Amanda Nunes (20-4) heads into her latest UFC title fight against Megan Anderson (11-4) widely acclaimed as the greatest female MMA fighter of all time.
But former UFC fighter Mark Weir believes the Brazilian should be in the conversation for greatest active fighter – across the men’s and women’s competition.
“I remember Ronda Rousey. I used to run down and watch her fight. And Nunes has taken over that mantle and sits on that throne. What she did against Cris Cyborg… Cyborg was taking everybody out, but she made Cyborg look like a beginner,” Weir told Sky Sports this week.
“I know at my gym, when she’s fighting, everybody talks about her. She’s made her mark. All the guys, not just the women, are all looking forward to it. So, to me, she puts my butt on the seat and I put her on the same pedestal as the great men’s champions like Usman and Adesanya.
“I think she’s so rounded she could take it to the level like Anderson Silva and Chuck Liddell, be the fighter all women aspire to be.”
Nunes’ credentials to be considered in the pantheon of greats are clear on paper. She’s only the third fighter in UFC history to hold two titles simultaneously after Conor McGregor and Daniel Cormier. She’s the first UFC fighter to defend two titles – bantamweight and featherweight – while actively holding them.
Nunes’ list of vanquished rivals also reads like a ‘who’s who’ of the sport – Rousey, Cyborg, Holly Holm and Miesha Tate have all tried and failed to go the distance with the 32-year-old from Pojuca, who fights out of Florida. And Weir maintains it is the style of the wins and the domination of two divisions, rather than records, that’s cemented Nunes’ legend status.
“Her power is unreal. When you go up a weight, you always think it will be a disadvantage, but she carried it over and was no different. And she can grapple, as well. It’s not like she’s just won her fights, she’s destroyed her opponents. To me, she’s more perfect than Ronda Rousey because she’s so well rounded.”
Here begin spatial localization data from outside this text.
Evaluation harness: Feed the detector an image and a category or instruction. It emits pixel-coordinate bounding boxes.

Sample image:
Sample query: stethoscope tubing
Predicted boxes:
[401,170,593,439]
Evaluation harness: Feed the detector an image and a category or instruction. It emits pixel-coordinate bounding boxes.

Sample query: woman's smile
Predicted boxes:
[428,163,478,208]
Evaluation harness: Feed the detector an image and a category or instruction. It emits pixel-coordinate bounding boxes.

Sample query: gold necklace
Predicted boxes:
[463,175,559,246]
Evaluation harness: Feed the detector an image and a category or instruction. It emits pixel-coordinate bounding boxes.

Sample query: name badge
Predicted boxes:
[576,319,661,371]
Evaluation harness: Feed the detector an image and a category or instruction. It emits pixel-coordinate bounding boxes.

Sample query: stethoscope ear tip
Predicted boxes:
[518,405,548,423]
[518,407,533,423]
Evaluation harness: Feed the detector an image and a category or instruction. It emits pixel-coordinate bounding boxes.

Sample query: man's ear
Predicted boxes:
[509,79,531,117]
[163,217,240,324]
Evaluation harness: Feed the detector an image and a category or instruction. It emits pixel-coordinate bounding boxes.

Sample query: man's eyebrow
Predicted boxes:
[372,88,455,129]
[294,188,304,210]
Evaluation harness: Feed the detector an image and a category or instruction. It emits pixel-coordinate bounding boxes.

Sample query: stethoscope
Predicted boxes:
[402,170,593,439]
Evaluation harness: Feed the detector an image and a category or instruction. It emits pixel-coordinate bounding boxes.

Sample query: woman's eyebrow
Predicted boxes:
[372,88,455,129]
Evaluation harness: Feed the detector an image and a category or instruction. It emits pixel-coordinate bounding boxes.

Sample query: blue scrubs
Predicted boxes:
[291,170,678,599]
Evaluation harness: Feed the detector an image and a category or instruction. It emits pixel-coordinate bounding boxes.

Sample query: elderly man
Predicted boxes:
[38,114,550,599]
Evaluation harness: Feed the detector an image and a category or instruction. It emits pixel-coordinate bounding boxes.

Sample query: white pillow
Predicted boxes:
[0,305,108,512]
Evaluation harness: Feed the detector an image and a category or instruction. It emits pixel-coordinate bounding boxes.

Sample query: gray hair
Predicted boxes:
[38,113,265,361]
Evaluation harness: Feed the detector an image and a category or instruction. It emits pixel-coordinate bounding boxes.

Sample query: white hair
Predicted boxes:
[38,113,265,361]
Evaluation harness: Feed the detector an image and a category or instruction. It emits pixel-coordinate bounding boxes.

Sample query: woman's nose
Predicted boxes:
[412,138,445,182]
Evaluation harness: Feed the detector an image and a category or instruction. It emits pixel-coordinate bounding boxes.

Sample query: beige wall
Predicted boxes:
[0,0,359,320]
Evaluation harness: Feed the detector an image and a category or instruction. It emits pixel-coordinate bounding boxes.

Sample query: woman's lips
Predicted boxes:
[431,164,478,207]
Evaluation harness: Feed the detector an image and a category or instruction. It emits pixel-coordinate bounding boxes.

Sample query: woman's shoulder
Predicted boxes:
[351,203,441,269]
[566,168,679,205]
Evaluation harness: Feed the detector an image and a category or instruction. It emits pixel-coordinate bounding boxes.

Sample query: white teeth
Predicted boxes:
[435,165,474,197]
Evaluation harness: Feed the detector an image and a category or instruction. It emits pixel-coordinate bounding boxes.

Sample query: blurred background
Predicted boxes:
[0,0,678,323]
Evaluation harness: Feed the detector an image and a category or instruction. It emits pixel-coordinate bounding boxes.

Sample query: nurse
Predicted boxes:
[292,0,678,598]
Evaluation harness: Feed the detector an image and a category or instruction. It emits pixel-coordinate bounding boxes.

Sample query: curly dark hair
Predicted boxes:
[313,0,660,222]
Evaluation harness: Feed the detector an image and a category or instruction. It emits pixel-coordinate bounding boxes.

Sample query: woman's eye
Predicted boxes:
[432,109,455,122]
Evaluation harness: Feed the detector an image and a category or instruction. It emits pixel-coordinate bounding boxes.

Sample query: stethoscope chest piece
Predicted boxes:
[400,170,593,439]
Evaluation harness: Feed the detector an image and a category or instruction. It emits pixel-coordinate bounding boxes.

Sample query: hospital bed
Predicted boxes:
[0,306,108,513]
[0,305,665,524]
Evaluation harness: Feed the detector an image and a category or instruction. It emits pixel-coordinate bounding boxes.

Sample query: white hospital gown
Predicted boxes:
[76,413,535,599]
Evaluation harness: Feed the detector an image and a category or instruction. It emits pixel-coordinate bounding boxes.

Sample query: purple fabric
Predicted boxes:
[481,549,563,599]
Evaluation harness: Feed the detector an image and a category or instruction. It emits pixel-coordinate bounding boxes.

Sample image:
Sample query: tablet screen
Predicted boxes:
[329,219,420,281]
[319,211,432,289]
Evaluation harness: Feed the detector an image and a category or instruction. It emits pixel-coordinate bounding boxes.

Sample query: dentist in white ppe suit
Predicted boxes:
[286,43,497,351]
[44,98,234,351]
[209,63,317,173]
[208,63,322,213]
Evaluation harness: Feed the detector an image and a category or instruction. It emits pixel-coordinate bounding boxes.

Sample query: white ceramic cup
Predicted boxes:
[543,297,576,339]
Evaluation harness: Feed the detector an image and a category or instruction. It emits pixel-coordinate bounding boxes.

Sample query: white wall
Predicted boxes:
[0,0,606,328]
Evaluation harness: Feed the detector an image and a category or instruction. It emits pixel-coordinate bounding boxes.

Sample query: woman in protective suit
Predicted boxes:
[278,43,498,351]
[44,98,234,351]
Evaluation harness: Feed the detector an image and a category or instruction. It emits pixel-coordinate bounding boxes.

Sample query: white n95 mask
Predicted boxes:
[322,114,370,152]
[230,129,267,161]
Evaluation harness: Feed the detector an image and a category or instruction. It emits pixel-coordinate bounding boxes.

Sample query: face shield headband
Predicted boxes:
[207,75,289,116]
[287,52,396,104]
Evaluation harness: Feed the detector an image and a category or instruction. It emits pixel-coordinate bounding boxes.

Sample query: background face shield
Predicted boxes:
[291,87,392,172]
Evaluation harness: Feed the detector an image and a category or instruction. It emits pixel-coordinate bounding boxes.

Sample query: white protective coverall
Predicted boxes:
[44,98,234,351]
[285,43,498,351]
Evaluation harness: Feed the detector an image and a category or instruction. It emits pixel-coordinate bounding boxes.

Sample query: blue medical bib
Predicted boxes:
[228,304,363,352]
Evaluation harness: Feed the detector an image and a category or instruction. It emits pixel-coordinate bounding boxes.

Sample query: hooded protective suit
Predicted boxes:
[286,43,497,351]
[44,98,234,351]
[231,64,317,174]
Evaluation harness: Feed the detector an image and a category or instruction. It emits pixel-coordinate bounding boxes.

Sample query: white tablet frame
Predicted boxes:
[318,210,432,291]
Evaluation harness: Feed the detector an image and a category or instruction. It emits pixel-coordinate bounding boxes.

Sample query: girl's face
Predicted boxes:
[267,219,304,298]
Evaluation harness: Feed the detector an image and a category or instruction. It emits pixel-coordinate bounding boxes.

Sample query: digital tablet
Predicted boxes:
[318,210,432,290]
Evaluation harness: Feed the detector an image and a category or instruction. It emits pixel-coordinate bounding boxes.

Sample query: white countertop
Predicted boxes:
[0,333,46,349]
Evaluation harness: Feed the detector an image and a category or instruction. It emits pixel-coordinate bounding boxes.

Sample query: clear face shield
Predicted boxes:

Weir points out though that ‘The Lioness’ has had to contend with a novel challenge in the build-up to her upcoming featherweight title defence against Anderson: it’s the first fight since Nunes’ partner, UFC strawweight contender Nina Ansaroff gave birth to their daughter, Raegan Ann. And Weir says you never know how parenthood can affect fighters.
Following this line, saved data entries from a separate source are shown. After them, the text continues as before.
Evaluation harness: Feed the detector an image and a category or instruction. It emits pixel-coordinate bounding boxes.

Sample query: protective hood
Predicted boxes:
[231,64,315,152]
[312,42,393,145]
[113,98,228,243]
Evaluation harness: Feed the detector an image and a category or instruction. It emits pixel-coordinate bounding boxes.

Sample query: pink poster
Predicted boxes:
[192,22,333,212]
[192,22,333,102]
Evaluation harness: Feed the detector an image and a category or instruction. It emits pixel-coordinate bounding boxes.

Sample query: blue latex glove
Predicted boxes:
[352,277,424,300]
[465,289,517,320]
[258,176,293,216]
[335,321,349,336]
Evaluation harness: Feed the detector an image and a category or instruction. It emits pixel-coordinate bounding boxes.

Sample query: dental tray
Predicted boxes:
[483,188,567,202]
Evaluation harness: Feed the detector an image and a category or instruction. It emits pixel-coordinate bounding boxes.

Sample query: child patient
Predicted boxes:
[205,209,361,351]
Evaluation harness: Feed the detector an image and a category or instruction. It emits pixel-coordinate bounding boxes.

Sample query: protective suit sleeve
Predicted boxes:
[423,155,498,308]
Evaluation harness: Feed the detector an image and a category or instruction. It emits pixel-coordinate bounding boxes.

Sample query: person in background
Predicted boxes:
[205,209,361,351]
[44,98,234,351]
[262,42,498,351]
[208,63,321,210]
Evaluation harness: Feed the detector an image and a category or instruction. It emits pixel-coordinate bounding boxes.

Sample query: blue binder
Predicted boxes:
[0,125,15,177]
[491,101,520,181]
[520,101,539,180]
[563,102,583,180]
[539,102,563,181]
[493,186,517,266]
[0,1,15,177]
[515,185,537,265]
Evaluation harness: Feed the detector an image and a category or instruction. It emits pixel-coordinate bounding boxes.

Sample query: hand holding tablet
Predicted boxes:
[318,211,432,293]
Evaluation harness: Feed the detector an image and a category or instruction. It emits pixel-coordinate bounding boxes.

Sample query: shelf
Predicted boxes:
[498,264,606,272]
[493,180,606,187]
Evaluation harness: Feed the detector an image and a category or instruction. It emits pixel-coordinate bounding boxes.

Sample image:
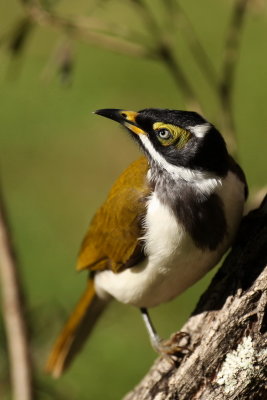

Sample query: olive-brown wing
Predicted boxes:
[77,157,150,272]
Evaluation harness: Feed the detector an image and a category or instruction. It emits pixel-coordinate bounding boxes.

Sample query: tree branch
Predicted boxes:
[124,196,267,400]
[0,184,33,400]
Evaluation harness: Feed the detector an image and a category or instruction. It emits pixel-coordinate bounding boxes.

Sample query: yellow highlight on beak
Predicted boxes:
[124,122,146,135]
[120,110,138,122]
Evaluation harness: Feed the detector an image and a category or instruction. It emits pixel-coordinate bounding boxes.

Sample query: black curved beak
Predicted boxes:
[95,108,146,135]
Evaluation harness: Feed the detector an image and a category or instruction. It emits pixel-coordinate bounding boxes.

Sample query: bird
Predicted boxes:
[46,108,248,377]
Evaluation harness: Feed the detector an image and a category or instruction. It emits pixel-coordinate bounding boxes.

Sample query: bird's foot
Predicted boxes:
[152,332,191,356]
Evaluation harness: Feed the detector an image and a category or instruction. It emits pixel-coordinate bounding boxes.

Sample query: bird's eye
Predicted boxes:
[157,129,173,140]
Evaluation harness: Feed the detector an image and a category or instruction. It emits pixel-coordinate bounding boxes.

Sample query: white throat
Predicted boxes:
[139,135,222,195]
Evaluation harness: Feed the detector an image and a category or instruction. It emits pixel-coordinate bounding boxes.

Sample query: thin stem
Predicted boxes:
[131,0,201,111]
[26,5,153,58]
[219,0,248,152]
[0,186,33,400]
[170,1,218,90]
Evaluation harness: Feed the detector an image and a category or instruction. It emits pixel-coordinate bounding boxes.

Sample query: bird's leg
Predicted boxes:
[140,307,189,356]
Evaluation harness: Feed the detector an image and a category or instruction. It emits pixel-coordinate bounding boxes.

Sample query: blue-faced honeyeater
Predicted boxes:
[46,108,247,377]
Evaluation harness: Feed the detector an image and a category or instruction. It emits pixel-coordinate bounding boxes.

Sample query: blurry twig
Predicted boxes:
[131,0,201,111]
[162,0,218,90]
[13,0,249,148]
[25,4,153,58]
[221,0,249,153]
[0,184,33,400]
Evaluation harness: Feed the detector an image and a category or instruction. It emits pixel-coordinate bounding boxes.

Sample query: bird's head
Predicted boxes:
[95,108,228,176]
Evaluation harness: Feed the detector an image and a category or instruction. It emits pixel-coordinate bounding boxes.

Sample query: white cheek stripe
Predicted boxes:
[192,122,211,138]
[139,135,222,194]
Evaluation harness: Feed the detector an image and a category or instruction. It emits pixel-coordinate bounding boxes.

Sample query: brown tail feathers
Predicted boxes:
[45,279,108,378]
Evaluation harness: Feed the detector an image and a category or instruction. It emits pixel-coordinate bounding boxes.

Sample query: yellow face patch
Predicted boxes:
[120,110,138,122]
[153,122,191,149]
[124,122,147,135]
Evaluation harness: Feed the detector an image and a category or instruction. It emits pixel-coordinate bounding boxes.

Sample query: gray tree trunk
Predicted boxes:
[124,196,267,400]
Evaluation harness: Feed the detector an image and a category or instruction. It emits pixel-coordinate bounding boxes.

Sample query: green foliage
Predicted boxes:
[0,0,267,400]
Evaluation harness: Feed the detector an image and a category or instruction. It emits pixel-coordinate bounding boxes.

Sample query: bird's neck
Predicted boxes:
[148,164,227,250]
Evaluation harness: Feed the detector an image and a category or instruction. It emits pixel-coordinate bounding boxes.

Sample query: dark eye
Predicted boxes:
[157,129,172,140]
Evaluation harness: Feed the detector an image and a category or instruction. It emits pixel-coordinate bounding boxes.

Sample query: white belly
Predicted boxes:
[95,173,244,307]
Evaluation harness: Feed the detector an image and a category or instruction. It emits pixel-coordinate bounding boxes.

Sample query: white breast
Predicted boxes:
[95,172,244,307]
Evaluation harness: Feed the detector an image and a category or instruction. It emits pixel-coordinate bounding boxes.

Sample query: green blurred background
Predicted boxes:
[0,0,267,400]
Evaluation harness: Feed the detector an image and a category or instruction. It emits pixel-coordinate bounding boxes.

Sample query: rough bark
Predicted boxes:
[124,196,267,400]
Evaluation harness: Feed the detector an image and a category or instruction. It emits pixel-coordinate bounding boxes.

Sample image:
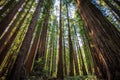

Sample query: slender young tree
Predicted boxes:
[10,0,42,80]
[66,4,74,76]
[76,0,120,80]
[0,0,25,36]
[57,0,64,79]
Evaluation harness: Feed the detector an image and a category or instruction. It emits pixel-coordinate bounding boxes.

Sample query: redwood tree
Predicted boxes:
[76,0,120,80]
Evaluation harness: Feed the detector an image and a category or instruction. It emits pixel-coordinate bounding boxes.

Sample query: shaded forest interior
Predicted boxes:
[0,0,120,80]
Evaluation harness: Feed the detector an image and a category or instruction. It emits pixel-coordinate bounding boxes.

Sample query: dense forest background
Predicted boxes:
[0,0,120,80]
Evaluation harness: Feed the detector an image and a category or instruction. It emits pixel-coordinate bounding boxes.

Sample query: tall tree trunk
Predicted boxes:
[10,0,42,80]
[0,0,33,65]
[66,4,74,76]
[74,26,87,75]
[0,0,25,36]
[76,0,120,80]
[63,27,67,76]
[57,0,64,79]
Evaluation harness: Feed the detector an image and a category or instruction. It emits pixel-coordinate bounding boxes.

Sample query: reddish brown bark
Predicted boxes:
[57,0,64,79]
[0,0,25,36]
[10,0,42,80]
[76,0,120,80]
[0,0,33,65]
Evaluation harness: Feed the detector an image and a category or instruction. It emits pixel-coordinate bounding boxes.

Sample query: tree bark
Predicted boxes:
[57,0,64,79]
[76,0,120,80]
[10,0,42,80]
[0,0,25,36]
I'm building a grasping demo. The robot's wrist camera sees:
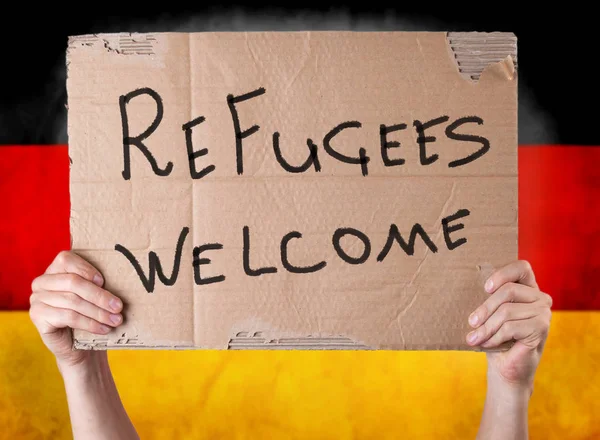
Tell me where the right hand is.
[29,251,123,367]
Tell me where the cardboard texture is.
[67,32,518,350]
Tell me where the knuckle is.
[499,321,515,337]
[29,304,38,322]
[64,273,80,292]
[62,309,77,326]
[31,276,42,292]
[521,260,533,272]
[63,292,82,308]
[55,251,70,265]
[496,303,508,322]
[29,292,39,306]
[506,283,516,302]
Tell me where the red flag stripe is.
[0,145,600,310]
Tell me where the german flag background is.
[0,1,600,440]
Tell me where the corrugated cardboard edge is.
[67,32,518,351]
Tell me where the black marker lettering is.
[379,124,406,167]
[227,87,265,175]
[115,227,190,293]
[446,116,490,168]
[413,116,450,165]
[273,132,321,173]
[442,209,470,250]
[244,226,277,277]
[281,231,327,273]
[181,116,215,179]
[323,121,370,176]
[333,228,371,264]
[193,243,225,286]
[377,223,437,261]
[119,87,173,180]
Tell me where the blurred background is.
[0,4,600,439]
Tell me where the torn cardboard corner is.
[67,32,518,350]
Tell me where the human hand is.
[29,251,123,369]
[467,260,552,395]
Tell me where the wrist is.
[487,371,533,407]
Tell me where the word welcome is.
[115,209,470,293]
[119,87,490,180]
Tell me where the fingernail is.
[467,332,477,344]
[108,298,123,312]
[469,313,479,325]
[92,274,102,286]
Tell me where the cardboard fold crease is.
[67,31,518,350]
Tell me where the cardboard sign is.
[67,32,518,350]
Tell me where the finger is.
[46,251,104,286]
[29,302,111,335]
[485,260,538,293]
[481,317,537,348]
[469,283,545,328]
[31,273,123,313]
[30,291,123,327]
[467,303,542,345]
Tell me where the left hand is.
[467,261,552,394]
“There’s no way she’s going to leave all the parenting to her partner,” he said. “She’ll be getting up in the night. I read in an interview that they’ve shared the times they get up, feeding and so forth and the routine. But fighters are used to adjusting sleeping patterns when we travel, so I’m sure she can handle it.”
Weir says his key to balancing fatherhood and fighting, for him, was switching into a narrow focus close to the contest – when rest and recovery become key.
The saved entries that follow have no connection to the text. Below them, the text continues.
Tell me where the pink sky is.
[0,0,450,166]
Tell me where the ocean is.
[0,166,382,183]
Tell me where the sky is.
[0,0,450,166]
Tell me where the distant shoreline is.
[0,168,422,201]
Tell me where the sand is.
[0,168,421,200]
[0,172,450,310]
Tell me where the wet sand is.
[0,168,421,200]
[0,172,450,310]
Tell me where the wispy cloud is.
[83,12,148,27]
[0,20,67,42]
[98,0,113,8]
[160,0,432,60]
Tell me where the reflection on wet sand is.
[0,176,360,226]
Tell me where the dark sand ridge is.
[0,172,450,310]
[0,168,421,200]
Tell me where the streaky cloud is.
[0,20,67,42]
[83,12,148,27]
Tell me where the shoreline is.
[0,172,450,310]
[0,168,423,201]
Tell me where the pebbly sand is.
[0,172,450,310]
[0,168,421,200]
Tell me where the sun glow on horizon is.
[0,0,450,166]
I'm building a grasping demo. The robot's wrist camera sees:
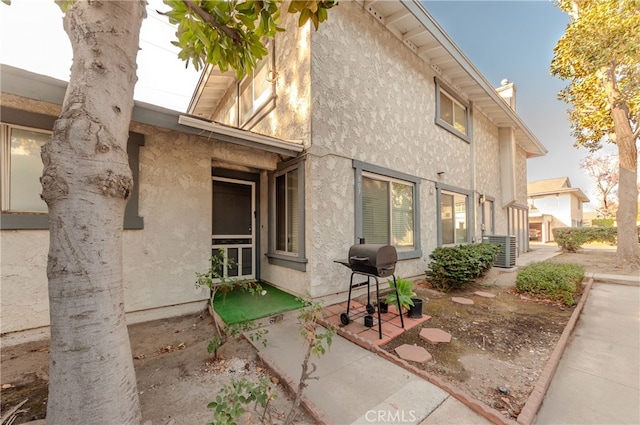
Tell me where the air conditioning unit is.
[482,235,516,267]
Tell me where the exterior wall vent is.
[482,235,516,268]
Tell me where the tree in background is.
[16,0,334,425]
[551,0,640,268]
[580,154,619,218]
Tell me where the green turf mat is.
[213,283,302,325]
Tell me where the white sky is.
[0,0,200,112]
[0,0,616,209]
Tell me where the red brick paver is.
[451,297,473,305]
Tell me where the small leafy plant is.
[196,249,268,358]
[207,378,276,425]
[386,277,416,310]
[284,300,335,425]
[516,261,584,306]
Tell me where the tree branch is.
[182,0,242,44]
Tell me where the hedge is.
[553,227,640,252]
[426,244,501,292]
[516,261,584,306]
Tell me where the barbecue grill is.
[336,243,404,339]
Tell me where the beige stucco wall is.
[300,2,504,296]
[0,95,278,340]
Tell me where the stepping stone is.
[395,344,433,363]
[451,297,473,305]
[474,291,496,298]
[420,328,451,344]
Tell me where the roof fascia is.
[178,115,304,157]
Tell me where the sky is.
[0,0,597,210]
[423,0,598,210]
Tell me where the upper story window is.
[354,161,421,259]
[238,40,276,130]
[436,80,471,142]
[0,124,51,213]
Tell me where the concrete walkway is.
[534,275,640,425]
[248,319,491,425]
[246,245,640,425]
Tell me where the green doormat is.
[213,284,302,325]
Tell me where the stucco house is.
[527,177,589,242]
[0,0,546,340]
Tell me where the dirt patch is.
[1,314,313,425]
[383,246,629,419]
[383,280,573,419]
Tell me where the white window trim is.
[435,78,473,143]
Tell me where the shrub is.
[591,218,616,227]
[516,261,584,306]
[426,244,500,292]
[553,227,640,252]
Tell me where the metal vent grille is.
[482,235,516,267]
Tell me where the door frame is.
[210,167,261,280]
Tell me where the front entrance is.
[211,176,256,279]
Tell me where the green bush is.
[516,261,584,306]
[553,227,640,252]
[426,244,500,292]
[591,218,616,227]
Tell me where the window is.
[0,124,51,214]
[354,161,421,259]
[480,195,496,235]
[362,173,414,248]
[436,80,470,141]
[438,188,469,245]
[238,41,275,130]
[0,106,144,229]
[267,160,307,271]
[276,168,300,255]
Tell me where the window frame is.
[478,195,496,236]
[353,159,422,260]
[436,183,474,246]
[0,106,144,230]
[267,158,308,271]
[0,122,53,214]
[237,39,276,130]
[435,78,473,143]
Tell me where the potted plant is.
[385,278,422,313]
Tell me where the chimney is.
[496,78,516,111]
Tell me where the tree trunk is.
[42,0,146,425]
[611,104,640,269]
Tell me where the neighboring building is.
[1,0,546,342]
[527,177,589,242]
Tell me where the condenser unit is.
[482,235,516,267]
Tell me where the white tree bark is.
[42,0,146,425]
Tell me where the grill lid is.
[349,244,398,277]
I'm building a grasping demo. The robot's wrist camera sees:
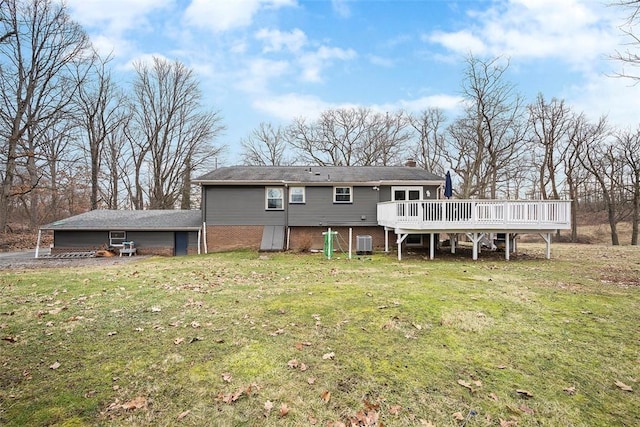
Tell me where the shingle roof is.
[194,166,444,185]
[40,210,202,231]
“I was totally selfish when the fight was coming up,” he explained. “Every fighter knows the only thing you’re thinking about and dreaming about is winning that fight. Nothing’s more important. And, if it’s not, you’re going to go there and you’re going to get hurt. And I know her (Nunes’) partner is behind her one hundred percent.”
And come fight night, Weir expects Nunes to circumnavigate Megan Anderson’s height and reach advantages and record win number 21 in emphatic fashion.
“I think it will be a knockout, possibly a submission, but if I had to bet, I’d say knockout (for Nunes),” he predicted. “And probably I think round two, because she’s so in your face. She’ll wear her (Anderson) down. As small as she is, she’ll get inside and she’ll keep hitting her.”